Hay un momento en que las grandes ciudades dejan de ser escenografías, cascarones que se contemplan, y pasan a ser entes vivos, complejos, contagiados de las virtudes, defectos y contrastes de quienes allí «están siendo». Lima es sus paradojas. La pujante y peligrosa. La señorial y descuidada. La ciudad-valle pero también la ciudad-tugurio. La entrañable, la salvaje, la rabiosa. Lima son los limeños. La gente que la respeta, la destruye, la cuida, la envilece, la que asegura que la quiere, la que jura que la odia, la que la sueña, la que la recuerda, la que ya la olvidó. Lima es el agujero negro que nos devora cuando no nos vomita. Nadie escapa de sus rigores. Sus nueve millones de habitantes (sin contar el millón y medio de venezolanos) transitan por ella como por un embudo, y sobreviven con una ambigüedad sentimental en la que se detecta, primero, desconfianza hacia el otro y, segundo, un optimismo solo explicable por la afortunada proximidad del mar.
Lima, la de Pizarro, la de Chabuca, la de Santa Rosa y San Martín, la de Tongo y Chacalón, la de Ribeyro y Ricardo Palma, la de José Olaya, la del Jirón de la Unión por donde antes caminaba Valdelomar y por donde ahora pululan muñecos de Frankenstein y la Llorona.
Si antes Lima estaba marcada por la confrontación entre clanes desiguales (Salazar Bondy hablaba en 1964 de «su abisal escisión en dos bandos opuestos y enemigos»), hoy, difuminados los barrios, se organiza a partir de la confluencia de guetos, cada cual con su lenguaje, su idiosincrasia, sus triunfos, sus dramas, sus muros y rincones. El limeño promedio –que no se angustia descifrando la metrópoli– se desahoga de manera instintiva y transgrede cuando puede, cuestionando el conservadurismo típico de la vieja casta pudiente, esa poderosa minoría que ha pasado del justo declive al protagonismo matón.
Lima: la ciudad de los sicarios, los violadores, los proxenetas, los homofóbicos. El último reducto de fachos nostálgicos, comunistas extemporáneos, caviares insulares y cristianos diurnos.

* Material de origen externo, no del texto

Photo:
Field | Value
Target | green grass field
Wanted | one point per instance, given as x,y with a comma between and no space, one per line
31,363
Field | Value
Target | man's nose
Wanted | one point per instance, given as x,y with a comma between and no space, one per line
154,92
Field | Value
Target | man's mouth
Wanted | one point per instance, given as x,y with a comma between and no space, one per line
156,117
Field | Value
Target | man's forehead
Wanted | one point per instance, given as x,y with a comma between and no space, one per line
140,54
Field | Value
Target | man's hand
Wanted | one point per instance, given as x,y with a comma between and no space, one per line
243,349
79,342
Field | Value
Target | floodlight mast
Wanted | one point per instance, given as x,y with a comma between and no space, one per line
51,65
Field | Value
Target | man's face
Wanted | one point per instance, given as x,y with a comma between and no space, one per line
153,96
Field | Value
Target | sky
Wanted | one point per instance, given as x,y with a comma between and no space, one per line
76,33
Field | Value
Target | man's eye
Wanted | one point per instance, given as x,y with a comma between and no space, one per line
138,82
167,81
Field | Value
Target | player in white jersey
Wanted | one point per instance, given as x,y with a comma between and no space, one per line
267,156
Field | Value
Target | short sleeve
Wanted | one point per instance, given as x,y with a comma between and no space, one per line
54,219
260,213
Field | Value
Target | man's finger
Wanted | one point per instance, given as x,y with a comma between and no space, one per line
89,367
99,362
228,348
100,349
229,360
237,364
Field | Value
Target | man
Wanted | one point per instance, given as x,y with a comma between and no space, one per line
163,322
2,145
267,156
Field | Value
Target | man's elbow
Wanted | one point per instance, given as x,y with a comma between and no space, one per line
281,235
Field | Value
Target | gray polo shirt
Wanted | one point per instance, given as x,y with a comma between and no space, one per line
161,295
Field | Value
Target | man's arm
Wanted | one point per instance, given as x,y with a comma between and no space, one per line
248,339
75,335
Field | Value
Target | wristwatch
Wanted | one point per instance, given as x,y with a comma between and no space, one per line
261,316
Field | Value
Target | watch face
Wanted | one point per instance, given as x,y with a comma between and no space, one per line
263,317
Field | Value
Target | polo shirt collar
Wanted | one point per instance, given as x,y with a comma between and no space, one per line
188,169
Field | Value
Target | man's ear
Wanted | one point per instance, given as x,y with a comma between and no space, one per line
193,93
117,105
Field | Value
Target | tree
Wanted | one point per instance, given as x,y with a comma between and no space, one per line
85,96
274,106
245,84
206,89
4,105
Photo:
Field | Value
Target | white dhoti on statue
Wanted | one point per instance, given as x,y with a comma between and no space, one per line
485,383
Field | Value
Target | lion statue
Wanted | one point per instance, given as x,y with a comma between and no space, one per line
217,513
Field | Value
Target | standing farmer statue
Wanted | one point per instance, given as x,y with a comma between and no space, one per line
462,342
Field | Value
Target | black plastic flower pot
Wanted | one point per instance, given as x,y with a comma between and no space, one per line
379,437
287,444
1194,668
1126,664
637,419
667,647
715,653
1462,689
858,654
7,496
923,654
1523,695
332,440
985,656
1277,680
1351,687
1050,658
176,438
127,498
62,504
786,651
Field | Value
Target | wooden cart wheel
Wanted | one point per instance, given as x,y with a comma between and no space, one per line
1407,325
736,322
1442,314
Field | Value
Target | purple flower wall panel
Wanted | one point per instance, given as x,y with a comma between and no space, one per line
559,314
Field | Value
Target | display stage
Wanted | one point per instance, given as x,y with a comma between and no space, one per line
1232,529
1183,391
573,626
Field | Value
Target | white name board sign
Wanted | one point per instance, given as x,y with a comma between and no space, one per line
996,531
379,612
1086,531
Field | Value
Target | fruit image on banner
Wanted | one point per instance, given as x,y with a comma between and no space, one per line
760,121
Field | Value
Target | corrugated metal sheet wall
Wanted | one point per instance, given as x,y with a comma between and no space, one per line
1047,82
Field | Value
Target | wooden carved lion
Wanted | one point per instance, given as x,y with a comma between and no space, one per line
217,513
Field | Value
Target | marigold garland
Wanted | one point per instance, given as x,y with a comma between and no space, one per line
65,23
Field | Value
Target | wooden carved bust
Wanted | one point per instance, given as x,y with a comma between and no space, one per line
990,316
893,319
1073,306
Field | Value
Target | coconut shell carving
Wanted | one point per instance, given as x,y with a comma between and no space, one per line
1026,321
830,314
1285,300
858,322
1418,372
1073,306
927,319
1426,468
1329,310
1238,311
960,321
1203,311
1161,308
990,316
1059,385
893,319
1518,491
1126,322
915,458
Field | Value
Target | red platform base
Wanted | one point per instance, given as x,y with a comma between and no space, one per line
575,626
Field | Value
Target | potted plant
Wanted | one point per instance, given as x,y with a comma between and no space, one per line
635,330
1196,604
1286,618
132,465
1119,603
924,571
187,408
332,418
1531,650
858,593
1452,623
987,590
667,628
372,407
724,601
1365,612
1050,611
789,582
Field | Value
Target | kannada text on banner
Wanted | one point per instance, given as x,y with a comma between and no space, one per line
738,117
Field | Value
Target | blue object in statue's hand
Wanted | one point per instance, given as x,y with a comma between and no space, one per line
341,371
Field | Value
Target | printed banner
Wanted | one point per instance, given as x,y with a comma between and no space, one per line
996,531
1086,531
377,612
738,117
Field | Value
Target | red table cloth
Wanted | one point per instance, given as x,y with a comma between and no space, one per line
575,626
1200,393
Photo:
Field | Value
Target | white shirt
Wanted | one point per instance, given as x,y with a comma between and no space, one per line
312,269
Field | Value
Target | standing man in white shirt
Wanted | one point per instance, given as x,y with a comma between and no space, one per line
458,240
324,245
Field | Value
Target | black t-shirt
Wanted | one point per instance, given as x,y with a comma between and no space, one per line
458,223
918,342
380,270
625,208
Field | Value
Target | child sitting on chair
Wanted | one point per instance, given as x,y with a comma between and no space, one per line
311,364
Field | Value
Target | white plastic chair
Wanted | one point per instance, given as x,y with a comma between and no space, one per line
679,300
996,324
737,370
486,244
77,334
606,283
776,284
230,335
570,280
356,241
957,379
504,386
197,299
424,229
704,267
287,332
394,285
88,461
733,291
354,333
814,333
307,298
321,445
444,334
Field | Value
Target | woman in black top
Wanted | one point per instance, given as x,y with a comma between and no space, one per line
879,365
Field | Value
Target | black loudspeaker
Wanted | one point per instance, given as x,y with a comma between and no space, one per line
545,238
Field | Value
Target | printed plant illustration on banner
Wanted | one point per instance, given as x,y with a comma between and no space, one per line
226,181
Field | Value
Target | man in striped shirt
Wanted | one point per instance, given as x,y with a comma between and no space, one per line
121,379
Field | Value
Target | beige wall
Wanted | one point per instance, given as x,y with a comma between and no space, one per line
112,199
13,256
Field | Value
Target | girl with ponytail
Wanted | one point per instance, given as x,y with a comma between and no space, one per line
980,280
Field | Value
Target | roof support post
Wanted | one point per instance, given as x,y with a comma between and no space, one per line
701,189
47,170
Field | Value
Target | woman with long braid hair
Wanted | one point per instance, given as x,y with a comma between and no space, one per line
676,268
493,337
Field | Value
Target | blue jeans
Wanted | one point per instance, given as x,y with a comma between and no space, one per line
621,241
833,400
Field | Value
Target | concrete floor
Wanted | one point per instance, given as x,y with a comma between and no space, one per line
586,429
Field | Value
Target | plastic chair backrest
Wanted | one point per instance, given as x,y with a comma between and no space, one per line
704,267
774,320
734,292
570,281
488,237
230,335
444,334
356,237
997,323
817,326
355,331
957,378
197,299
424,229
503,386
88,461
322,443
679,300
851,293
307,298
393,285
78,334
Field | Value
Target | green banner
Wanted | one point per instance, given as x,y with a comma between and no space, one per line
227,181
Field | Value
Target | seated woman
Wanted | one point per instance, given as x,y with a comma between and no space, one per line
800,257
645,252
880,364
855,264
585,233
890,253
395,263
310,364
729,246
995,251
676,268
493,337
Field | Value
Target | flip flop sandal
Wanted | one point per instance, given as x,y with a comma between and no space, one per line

Lima: la ciudad donde nací hace casi medio siglo. Donde aún viven mi madre, mis hermanos y algunos de los mejores amigos que me quedan. Donde el recuerdo de mi infancia deambula en zigzag como una gallina sin cabeza.
Lima: la ciudad que dejé hace diez años, a la que siempre vuelvo. La nuestra es una relación tirante: la dejo, pero no la dejo. O la quiero dejar pero no del todo. Tampoco dejo que ella me deje. De tanto en tanto me las arreglo para reaparecer porque no quiero que se olvide de mí. Nos tratamos como esos novios que se aman, que no quieren decirse adiós pero que al final creen que separarse es lo mejor, lo ‘sano’, lo ‘correcto’, lo que ‘toca’. Pasado un tiempo, sin embargo, nos arrepentimos, nos buscamos y nos damos cuenta de que no podemos vivir el uno sin el otro. Quizá debería cortar de raíz mi vínculo Lima, pero no puedo. Ella tampoco. Es más fuerte que nosotros.
Lima celebra hoy su aniversario número 490 arrastrando una historia de tensiones y contenciones. La celebramos, pero también le echamos la culpa, sin reparar en su naturaleza utópica: desde hace casi cinco siglos pugna por legitimarse en medio del desierto.
En cien años no estaremos, pero ella seguirá siendo la capital del Perú, el hogar de millones, el refugio de tantos. Quién sabe en qué la habremos convertido entonces. Quizá lo mejor que podemos hacer en su nombre es recorrerla más allá de los cuatro distritos que son nuestra burbuja. Eso y dejar de hablar de ella como si la conociéramos de toda la vida.